A description/proof of that subset of non-open sub topological space is open on subspace if it is open on base topological space
Topics
About: topological space
The table of contents of this article
Starting Context
- The reader knows a definition of topological space.
- The reader knows a definition of subspace topology.
Target Context
- The reader will have a description and a proof of the proposition that for any topological space and any sub topological space that is not open on the base space, any subset of the subspace is open on the subspace if it is open on the base space.
Orientation
There is a list of definitions discussed so far in this site.

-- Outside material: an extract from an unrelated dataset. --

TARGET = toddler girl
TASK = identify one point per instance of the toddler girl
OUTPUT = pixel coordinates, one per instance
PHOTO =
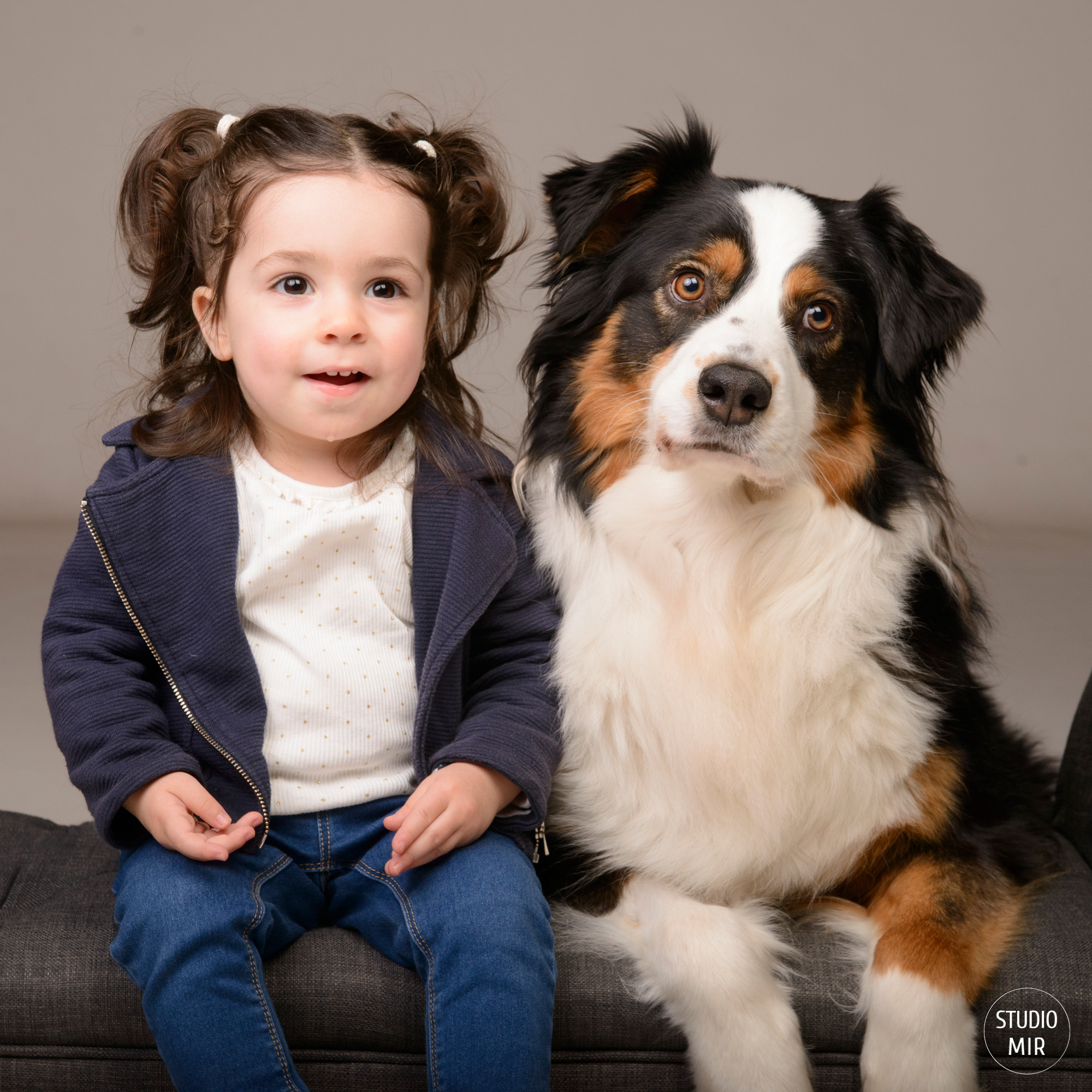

There is a list of propositions discussed so far in this site.
Main Body
1: Description
For any topological space, \(T\), and any sub topological space that is not open on \(T\), \(T_s\), any subset of \(T_s\), \(S \subseteq T_s\), is open on \(T_s\) if \(S\) is open on \(T\).
2: Proof
Suppose \(S\) is open on \(T\). \(S = S \cap T_s\), so, by the definition of subspace topology, \(S\) is open on \(T_s\).
3: Note
The reverse of this proposition does not hold, because supposing \(S\) is open on \(T_s\), \(S = U \cap T_s\) where \(U\) is an open set on \(T\) by the definition of subspace topology, but as \(T_s\) is not open on \(T\), \(U \cap T_s\) is not necessarily open on \(T\); for the case in which \(T_s\) is open on \(T\), see another proposition.